User:Tim Starling/Weekly reports/2008-W06

From Wikipedia, the free encyclopedia

  • Completed: Preprocessor_Native, Vary options
  • In progress: Preprocessor_Hash, DumpHTML

[edit] Parser work

This week, I started work on a native implementation of the new preprocessor -- that is, one written in C. It is called Preprocessor_Native. Such an implementation would be vastly faster than the one in PHP. I started out exploring the interface between PHP and C, something I've done before but am still very much a beginner at.

When it came time to start putting some text processing into it, I decided that the PHP version needed some more work to make this easier. So I produced a new implementation of the new preprocessor, which does not use XML, and does not depend on the DOM module. It is called Preprocessor_Hash. It has quite a bit of utility beyond its original purpose as a model for creating Preprocessor_Native. We might end up using it as the default.

[edit] DumpHTML

My static HTML dump was killed by Mark because apparently it was using the disk on storage1 too much. He's told me in no uncertain terms that I should forget about the project for two weeks, while more hardware is ordered and installed. I did a bit of investigation into its disk space usage and various disk speed issues, and then took Mark's advice and went on to other things.

[edit] Vary options

A security vulnerability report on a blog, and my recent dealings with the C programming language earlier in the week, gave me the motivation to do some work on Squid. Progress was quick, and I was able to post my new feature to the squid-dev mailing list after about a day and a half.

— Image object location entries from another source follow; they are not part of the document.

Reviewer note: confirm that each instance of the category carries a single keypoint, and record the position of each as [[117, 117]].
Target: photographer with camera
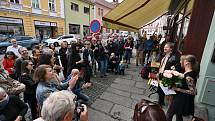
[[78, 87], [60, 106]]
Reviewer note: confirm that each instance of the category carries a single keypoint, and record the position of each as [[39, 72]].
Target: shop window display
[[74, 29]]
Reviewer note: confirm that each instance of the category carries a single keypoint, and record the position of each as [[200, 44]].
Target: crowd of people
[[52, 78]]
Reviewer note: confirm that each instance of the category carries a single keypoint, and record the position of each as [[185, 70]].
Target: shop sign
[[53, 24], [10, 20], [41, 23]]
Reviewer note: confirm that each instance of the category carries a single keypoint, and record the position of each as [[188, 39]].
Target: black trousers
[[161, 94], [87, 73], [32, 102], [171, 112]]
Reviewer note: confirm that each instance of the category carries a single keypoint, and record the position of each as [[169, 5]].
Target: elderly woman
[[11, 107], [60, 106], [47, 83], [183, 101]]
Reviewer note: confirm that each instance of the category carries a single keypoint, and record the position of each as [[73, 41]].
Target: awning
[[131, 15]]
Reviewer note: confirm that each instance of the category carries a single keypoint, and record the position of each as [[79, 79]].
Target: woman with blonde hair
[[183, 102]]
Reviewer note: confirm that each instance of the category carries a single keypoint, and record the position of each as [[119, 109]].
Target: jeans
[[84, 98], [127, 56], [103, 66]]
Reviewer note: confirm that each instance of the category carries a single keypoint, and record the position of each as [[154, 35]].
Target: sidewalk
[[118, 101]]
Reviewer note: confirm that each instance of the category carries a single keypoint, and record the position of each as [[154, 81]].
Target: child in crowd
[[154, 57], [78, 87], [114, 63], [121, 68]]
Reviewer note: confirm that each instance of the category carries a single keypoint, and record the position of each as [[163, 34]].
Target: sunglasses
[[4, 96]]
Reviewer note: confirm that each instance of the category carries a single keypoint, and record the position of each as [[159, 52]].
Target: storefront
[[11, 26], [45, 30]]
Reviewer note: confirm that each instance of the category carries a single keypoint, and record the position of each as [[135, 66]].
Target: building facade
[[102, 7], [78, 15], [156, 25], [40, 18]]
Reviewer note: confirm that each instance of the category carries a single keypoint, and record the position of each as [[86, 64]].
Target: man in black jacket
[[24, 56], [168, 61], [87, 58]]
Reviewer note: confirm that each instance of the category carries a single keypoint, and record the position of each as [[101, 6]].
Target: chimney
[[116, 1]]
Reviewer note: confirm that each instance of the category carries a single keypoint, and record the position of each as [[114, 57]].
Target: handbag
[[61, 75]]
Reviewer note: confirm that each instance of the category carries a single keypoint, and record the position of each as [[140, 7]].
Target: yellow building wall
[[28, 18]]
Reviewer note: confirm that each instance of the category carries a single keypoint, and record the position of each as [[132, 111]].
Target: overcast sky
[[112, 0]]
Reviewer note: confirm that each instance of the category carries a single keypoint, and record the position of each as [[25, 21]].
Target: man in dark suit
[[168, 61]]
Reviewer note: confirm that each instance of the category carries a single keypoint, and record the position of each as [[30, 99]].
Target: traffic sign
[[95, 26]]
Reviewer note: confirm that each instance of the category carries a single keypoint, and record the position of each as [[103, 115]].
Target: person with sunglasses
[[45, 76], [31, 85], [18, 62], [11, 107]]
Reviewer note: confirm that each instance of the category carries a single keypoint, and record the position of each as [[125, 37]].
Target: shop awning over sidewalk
[[131, 15]]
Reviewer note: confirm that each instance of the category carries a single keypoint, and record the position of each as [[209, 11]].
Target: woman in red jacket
[[8, 63]]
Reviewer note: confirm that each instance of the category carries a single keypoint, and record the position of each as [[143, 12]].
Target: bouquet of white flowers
[[171, 78]]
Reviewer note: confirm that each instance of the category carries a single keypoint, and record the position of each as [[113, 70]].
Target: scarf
[[4, 102]]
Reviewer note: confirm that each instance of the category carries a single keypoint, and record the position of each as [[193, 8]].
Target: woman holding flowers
[[183, 102], [168, 61]]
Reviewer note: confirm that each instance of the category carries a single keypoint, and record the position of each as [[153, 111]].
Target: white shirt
[[15, 50]]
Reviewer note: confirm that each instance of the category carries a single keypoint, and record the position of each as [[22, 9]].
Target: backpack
[[146, 110], [144, 72], [149, 45]]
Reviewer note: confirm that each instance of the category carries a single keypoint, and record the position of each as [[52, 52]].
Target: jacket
[[11, 86], [30, 84], [44, 89], [9, 65], [173, 60]]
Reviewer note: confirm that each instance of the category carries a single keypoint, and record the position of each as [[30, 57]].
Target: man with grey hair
[[60, 106], [11, 107], [14, 47]]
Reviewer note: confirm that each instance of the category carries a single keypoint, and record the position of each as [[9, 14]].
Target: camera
[[78, 109]]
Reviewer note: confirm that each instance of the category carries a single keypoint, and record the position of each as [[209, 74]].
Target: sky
[[112, 0]]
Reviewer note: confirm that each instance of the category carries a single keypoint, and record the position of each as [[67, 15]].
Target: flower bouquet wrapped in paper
[[171, 78]]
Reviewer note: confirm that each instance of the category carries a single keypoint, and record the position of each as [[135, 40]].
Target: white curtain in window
[[52, 5], [35, 3]]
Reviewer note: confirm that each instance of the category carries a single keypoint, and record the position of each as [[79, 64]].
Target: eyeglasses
[[3, 97], [24, 50], [31, 64]]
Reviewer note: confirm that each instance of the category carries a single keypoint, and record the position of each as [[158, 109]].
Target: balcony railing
[[16, 6], [9, 5]]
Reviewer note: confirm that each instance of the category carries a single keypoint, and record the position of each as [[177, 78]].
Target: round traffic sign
[[95, 26]]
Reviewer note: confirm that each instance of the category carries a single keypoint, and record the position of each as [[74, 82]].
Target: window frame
[[87, 10], [76, 7], [99, 9], [34, 6], [76, 31], [102, 12], [53, 3], [14, 1]]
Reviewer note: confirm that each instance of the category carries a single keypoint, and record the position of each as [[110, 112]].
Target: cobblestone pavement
[[113, 98]]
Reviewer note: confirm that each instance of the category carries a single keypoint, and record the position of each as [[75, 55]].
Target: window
[[15, 1], [74, 7], [99, 11], [107, 30], [67, 37], [86, 10], [74, 29], [86, 30], [52, 5], [35, 4]]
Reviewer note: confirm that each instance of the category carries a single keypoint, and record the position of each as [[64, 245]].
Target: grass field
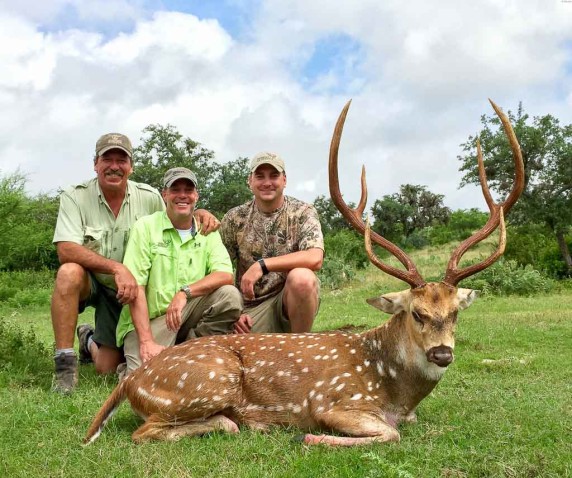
[[503, 409]]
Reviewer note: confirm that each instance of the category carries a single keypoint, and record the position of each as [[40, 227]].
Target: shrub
[[507, 277], [348, 247], [335, 272], [23, 358], [23, 288]]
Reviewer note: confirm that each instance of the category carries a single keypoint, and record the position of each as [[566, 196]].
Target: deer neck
[[400, 364]]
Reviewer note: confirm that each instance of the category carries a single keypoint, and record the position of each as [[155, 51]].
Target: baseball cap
[[174, 174], [111, 141], [267, 158]]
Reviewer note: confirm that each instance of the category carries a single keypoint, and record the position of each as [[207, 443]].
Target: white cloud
[[72, 70]]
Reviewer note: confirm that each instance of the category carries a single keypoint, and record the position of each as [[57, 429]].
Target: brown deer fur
[[357, 385], [361, 385]]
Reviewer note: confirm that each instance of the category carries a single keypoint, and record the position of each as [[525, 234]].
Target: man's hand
[[147, 350], [250, 277], [173, 317], [243, 325], [126, 285], [207, 223]]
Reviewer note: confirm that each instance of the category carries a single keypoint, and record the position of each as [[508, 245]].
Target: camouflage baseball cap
[[267, 158], [178, 173], [111, 141]]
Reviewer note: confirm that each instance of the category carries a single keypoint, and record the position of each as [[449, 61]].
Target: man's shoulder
[[296, 206], [144, 188], [238, 212]]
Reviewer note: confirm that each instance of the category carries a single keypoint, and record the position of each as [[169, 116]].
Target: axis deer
[[359, 386]]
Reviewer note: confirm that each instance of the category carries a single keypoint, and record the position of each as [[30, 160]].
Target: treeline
[[413, 217]]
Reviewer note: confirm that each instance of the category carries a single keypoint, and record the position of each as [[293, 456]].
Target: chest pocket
[[93, 239]]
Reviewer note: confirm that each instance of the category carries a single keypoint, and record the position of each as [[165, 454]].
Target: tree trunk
[[564, 249]]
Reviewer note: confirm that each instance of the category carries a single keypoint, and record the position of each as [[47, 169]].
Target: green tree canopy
[[547, 153], [221, 186], [412, 209], [331, 219]]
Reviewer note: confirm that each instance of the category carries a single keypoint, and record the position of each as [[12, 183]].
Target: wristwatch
[[263, 266], [187, 290]]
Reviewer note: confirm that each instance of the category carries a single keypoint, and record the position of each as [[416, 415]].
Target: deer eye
[[417, 317]]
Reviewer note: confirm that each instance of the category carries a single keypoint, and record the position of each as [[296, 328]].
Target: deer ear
[[466, 297], [391, 303]]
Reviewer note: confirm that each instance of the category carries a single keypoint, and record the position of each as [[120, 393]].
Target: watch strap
[[263, 266]]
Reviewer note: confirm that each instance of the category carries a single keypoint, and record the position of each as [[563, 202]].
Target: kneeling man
[[184, 278]]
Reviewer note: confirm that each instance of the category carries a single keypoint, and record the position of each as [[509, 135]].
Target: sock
[[89, 342]]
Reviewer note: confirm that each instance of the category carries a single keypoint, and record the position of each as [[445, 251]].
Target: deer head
[[429, 310]]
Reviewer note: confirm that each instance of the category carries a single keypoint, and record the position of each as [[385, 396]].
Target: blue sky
[[243, 76]]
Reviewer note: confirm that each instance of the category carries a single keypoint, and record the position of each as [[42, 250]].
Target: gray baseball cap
[[174, 174], [111, 141], [267, 158]]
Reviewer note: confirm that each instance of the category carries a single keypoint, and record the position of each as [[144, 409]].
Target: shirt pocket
[[92, 239]]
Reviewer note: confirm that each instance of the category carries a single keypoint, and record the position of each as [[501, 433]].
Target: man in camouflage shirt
[[277, 243]]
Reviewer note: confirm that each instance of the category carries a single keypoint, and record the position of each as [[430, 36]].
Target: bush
[[536, 245], [348, 247], [23, 358], [507, 277], [335, 272], [23, 288]]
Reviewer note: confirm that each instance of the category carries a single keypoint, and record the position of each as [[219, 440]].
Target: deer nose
[[441, 355]]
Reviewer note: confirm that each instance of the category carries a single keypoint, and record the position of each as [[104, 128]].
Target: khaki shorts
[[270, 317], [107, 311], [212, 314]]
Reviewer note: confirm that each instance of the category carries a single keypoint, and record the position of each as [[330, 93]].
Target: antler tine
[[453, 275], [517, 157], [354, 216]]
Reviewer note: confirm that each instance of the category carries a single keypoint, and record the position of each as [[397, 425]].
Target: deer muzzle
[[441, 355]]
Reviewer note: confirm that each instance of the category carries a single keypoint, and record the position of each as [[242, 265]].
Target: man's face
[[181, 198], [113, 168], [267, 183]]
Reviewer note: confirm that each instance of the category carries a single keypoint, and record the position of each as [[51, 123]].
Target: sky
[[244, 76]]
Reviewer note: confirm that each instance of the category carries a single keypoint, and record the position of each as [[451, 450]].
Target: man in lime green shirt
[[184, 278], [93, 226]]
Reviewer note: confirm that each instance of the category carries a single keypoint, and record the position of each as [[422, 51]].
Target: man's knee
[[301, 283], [71, 277], [108, 358], [229, 299]]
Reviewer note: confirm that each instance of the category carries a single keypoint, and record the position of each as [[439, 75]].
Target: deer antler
[[453, 274], [354, 216]]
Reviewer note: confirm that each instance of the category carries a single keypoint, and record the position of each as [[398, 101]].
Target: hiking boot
[[84, 332], [66, 373]]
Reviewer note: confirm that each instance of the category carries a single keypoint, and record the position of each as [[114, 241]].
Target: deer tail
[[105, 413]]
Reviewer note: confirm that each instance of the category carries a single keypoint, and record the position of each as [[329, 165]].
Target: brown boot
[[66, 373]]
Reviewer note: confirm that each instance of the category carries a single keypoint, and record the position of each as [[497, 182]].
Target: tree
[[411, 210], [331, 219], [26, 226], [547, 153], [221, 186]]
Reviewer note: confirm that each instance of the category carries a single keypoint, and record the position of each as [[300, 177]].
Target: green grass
[[503, 409]]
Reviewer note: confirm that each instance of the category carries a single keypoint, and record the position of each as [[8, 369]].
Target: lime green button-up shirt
[[163, 263], [85, 218]]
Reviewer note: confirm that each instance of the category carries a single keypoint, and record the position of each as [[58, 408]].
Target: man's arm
[[204, 286], [148, 348], [92, 261], [206, 221], [310, 259]]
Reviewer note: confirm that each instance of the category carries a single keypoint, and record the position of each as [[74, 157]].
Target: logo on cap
[[113, 141], [267, 158], [174, 174]]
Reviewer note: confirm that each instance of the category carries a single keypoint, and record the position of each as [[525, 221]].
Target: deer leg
[[156, 429], [362, 426]]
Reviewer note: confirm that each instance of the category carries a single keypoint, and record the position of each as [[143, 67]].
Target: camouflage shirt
[[250, 234]]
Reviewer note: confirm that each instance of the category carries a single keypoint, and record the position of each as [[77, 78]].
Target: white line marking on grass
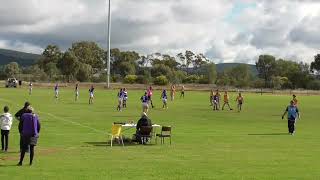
[[60, 118]]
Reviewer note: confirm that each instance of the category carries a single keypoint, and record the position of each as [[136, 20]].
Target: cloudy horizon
[[223, 30]]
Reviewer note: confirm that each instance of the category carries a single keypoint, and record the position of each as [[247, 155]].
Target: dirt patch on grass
[[15, 156]]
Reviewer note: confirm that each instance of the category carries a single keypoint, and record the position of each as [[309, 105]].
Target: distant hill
[[223, 66], [23, 59]]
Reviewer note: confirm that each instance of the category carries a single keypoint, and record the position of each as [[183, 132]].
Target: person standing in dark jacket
[[18, 116], [30, 133], [143, 121]]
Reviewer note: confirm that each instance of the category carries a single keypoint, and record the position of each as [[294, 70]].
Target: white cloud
[[286, 28]]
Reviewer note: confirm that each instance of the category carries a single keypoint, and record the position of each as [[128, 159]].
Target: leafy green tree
[[199, 60], [69, 65], [266, 67], [12, 69], [161, 69], [315, 65], [189, 56]]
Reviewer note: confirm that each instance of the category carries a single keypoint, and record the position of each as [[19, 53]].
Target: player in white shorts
[[145, 102], [76, 92], [164, 99], [56, 91], [91, 95]]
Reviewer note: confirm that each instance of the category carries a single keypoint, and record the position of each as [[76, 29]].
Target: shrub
[[116, 78], [143, 79], [161, 80], [203, 80], [314, 85], [130, 79], [191, 79]]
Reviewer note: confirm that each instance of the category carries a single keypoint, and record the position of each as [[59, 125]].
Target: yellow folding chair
[[116, 133]]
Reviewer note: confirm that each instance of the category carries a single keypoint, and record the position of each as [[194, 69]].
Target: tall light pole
[[109, 42]]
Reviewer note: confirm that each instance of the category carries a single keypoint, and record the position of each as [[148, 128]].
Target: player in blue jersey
[[120, 99], [76, 91], [91, 95], [56, 91], [293, 115], [164, 98], [125, 98], [215, 102], [145, 102]]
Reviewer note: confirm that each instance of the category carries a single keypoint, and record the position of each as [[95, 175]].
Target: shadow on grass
[[269, 134], [126, 143], [8, 165]]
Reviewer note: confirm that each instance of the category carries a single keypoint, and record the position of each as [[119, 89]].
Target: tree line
[[86, 62]]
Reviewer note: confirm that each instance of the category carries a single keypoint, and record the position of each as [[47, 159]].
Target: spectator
[[293, 115], [30, 133], [5, 122], [143, 121], [18, 116]]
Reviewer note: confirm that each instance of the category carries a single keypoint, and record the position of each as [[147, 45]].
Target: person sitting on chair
[[143, 121]]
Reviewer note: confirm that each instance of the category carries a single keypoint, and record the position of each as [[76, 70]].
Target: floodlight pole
[[109, 42]]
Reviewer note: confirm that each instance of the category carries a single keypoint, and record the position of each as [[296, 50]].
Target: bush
[[203, 80], [102, 78], [314, 85], [130, 79], [191, 79], [116, 78], [161, 80], [143, 79]]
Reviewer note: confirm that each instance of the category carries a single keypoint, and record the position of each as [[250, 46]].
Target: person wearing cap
[[30, 133], [143, 121], [293, 115], [295, 100], [18, 117], [145, 102], [5, 123]]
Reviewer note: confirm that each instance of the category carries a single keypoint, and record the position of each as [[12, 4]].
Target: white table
[[135, 125], [131, 125]]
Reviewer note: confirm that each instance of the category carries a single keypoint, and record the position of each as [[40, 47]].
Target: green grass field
[[253, 144]]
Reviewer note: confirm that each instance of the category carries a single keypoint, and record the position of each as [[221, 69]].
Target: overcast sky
[[224, 30]]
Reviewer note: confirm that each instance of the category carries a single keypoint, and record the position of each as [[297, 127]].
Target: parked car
[[12, 82]]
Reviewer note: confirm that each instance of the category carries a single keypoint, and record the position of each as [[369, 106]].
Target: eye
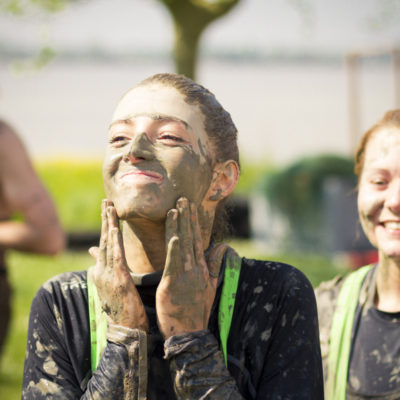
[[379, 181], [118, 140], [170, 137]]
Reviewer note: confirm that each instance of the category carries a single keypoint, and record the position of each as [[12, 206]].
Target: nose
[[140, 148], [393, 199]]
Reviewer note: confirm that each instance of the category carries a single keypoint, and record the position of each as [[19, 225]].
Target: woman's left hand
[[187, 289]]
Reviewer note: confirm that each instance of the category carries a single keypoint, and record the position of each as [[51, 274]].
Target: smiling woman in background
[[167, 311], [360, 315]]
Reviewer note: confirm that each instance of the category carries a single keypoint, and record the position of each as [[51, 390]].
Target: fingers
[[185, 233], [198, 240], [172, 262], [214, 259], [94, 252], [171, 226]]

The vulnerability is not particularly severe, and nothing that we didn't know about already, but the problem is that the blogger in question has a vendetta against Wikipedia, and appeared to be prepared to use it to attack the site.

Fixing it means sending cookies to anonymous users, and that has traditionally meant degrading our cache hit ratio, at the cost of site performance. So the cure seemed to be worse than the disease.

My squid patch avoids the issues with sending cookies, by introducing a new header called X-Vary-Options. This header allows the application server to control which cookies affect the cache. This improves the general performance of our site, and allows us to fix the security problem as well.